Measure Amount of change from natural land cover types to human land use types in the
Great Lakes Basin.
Purpose This metric assesses the change in land cover/land use within the Great Lakes
Basin, and may be used to infer the potential impact of land conversion on Great Lakes ecosystems.
Features This metric offers information on the presence, location, and predominance of
land cover or land uses that are a direct result of human habitation and activities, as demonstrated by
the use of remote-sensing and GIS data. Field-based collection of human impacts can also be accomplished
by: surveys (using global positioning systems); sketches; personal interviews; and record analyses at
local, county, or state offices.
Limitations This measure will need to be validated fully with thorough field sampling.
The development of related impacts from human land use (e.g., using a regression model using impervious
surface parameters and stream flow parameters) is an important goal, but requires uniform measurement
of field parameters across a vast geographic region to determine accurate information to calibrate such
models.
Interpretation This metric makes use of human impact metrics, and may be focused on
land conversion that has occurred in proximity to sensitive ecosystems, e.g., wetlands.
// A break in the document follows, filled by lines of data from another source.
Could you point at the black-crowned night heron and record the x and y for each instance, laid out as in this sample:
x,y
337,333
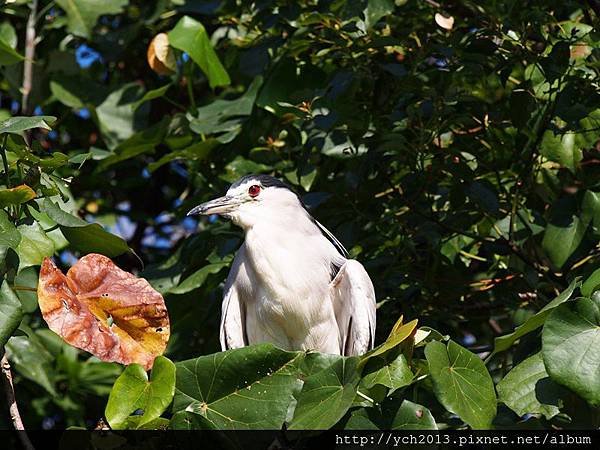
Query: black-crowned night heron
x,y
290,283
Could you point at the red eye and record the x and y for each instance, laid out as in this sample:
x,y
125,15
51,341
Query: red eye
x,y
254,190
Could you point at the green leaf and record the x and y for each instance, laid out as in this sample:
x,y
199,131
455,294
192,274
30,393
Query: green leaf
x,y
399,334
118,118
327,394
412,416
190,36
11,313
133,391
32,361
151,95
561,149
142,142
563,234
16,195
195,152
394,375
527,389
591,284
83,236
34,245
8,55
537,320
246,388
462,383
570,343
224,118
18,124
198,278
82,15
9,236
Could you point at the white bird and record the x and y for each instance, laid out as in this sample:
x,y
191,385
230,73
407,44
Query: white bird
x,y
290,283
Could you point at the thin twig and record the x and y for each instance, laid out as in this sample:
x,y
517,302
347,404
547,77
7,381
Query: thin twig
x,y
13,408
30,42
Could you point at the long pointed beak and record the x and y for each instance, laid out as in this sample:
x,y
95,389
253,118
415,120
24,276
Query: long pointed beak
x,y
221,205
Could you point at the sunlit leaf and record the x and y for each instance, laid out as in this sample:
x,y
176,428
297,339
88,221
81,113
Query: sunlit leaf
x,y
570,343
160,56
190,36
134,391
104,310
462,383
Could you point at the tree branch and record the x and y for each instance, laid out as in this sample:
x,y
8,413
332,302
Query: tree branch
x,y
29,57
13,408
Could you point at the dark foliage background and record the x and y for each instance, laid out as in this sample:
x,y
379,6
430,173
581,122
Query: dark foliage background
x,y
460,166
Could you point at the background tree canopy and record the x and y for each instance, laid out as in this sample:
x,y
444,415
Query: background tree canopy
x,y
453,147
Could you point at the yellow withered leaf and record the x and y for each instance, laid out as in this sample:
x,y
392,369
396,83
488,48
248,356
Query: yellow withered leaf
x,y
160,55
104,310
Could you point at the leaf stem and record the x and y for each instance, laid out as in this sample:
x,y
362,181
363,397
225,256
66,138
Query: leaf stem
x,y
9,391
5,161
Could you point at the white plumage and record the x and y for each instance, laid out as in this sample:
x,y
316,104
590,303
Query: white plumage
x,y
290,283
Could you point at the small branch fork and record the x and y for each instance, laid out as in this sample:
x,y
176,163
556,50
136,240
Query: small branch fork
x,y
15,416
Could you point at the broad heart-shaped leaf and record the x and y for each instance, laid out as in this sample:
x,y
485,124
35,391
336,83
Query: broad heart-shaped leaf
x,y
16,195
18,124
537,320
327,394
527,389
104,310
82,15
83,236
9,236
190,36
246,388
133,391
571,347
35,245
10,313
462,383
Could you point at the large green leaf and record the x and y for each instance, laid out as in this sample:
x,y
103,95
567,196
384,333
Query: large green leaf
x,y
35,245
82,15
83,236
527,389
462,383
18,124
9,236
133,391
10,313
327,394
247,388
537,320
16,195
570,347
190,36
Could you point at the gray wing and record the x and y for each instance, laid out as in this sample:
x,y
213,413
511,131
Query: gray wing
x,y
233,314
354,304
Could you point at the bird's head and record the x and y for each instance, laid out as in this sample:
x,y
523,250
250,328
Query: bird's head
x,y
252,199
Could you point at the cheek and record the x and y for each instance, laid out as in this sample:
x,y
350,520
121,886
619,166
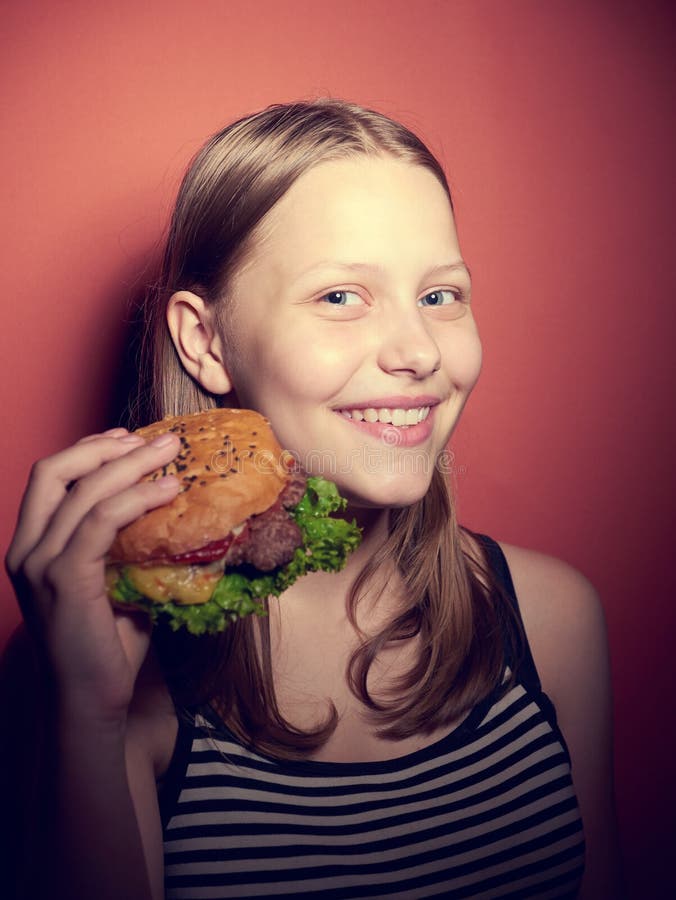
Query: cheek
x,y
463,357
282,366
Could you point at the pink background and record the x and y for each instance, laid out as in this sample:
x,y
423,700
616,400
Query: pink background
x,y
553,120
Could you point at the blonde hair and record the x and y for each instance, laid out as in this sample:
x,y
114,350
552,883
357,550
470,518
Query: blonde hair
x,y
453,601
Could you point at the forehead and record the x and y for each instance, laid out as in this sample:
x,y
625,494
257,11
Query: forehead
x,y
355,208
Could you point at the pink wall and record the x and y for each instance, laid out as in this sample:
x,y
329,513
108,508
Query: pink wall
x,y
551,119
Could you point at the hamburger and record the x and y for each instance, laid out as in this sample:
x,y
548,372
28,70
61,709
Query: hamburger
x,y
246,524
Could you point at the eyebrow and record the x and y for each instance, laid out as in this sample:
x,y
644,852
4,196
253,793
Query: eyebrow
x,y
374,268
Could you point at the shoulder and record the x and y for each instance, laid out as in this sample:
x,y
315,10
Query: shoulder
x,y
562,614
566,629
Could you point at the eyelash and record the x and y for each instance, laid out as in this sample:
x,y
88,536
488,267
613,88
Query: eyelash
x,y
457,294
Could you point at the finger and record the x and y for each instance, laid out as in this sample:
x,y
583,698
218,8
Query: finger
x,y
101,485
92,538
47,487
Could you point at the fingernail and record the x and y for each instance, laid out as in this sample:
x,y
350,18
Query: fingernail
x,y
167,481
162,440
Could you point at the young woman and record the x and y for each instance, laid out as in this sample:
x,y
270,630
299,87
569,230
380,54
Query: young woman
x,y
405,728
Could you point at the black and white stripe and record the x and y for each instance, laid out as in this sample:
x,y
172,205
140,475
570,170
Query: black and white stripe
x,y
487,811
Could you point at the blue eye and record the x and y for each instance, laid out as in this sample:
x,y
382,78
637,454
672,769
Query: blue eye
x,y
439,298
341,298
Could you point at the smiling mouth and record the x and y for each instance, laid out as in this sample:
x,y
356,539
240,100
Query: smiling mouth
x,y
401,418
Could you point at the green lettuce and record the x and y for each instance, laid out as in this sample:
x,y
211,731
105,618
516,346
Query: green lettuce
x,y
327,542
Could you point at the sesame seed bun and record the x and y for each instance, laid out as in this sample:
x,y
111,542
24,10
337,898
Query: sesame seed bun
x,y
230,466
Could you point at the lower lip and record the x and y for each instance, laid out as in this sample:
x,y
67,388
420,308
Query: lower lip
x,y
395,435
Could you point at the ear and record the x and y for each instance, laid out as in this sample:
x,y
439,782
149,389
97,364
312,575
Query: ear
x,y
193,330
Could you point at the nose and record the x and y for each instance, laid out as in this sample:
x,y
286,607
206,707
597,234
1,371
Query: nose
x,y
408,347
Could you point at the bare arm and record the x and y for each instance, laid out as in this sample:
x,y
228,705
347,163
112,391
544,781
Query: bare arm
x,y
88,658
566,629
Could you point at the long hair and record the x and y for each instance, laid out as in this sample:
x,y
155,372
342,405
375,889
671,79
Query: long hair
x,y
466,627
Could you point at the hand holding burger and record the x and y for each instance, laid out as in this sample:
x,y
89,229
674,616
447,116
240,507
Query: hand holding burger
x,y
243,526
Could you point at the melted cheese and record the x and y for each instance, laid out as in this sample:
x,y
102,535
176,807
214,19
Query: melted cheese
x,y
183,584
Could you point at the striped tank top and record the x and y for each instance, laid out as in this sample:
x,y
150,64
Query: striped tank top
x,y
487,811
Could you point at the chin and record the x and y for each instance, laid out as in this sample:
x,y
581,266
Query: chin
x,y
393,494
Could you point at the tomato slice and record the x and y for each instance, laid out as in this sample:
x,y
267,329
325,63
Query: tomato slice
x,y
209,553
Because human
activities are temporally variable and are non-linear in their spatial and temporal patterns, this
metric is complex. Thus, multiple-scale, multiple-season, multiple-year analyses of human impact
measures are required to develop a robust indicator. Land conversion can be more thoroughly explored
and explained if linked to ecological functions (e.g., vegetation density, as it relates to
uptake/accumulation/leaching of nutrient runoff). Land cover change has great potential for complicating
the development of these metrics as indicators. Thus, multiple-season, multiple-year analyses of
wetland-adjacent land cover are required to develop a robust indicator. The classification system for
land cover types should be linked to the ecological endpoint of interest. This interpretation may vary
as a result of the specificity of land cover type. For example, general-agriculture land cover types
(e.g., "row crop agriculture") may be most appropriate, if considering general nutrient inputs from
sheet flow into adjacent wetlands. Alternatively, data including crop types may be most appropriate if
considering pesticide inputs from sheet flow into adjacent wetlands.
Comments A thorough field-sampling protocol, properly validated geographic information,
and other remote-sensing-based data could lead to successful development of land conversion metrics as
indicators of Great Lakes ecosystem conditions. Such an indicator could be applied to select sites, but
would be most effective if used at a regional or basin-wide scale.
Metric Maps The Great Lakes Basin is mapped
for the presence, wetland-proximity, and spatial extent of human-built land cover types using
remote-sensing based geographic information. Human land uses may include (but are not limited to)
agriculture, mines, recreational areas, and (sub)urbanization, each calculated by relevant watersheds.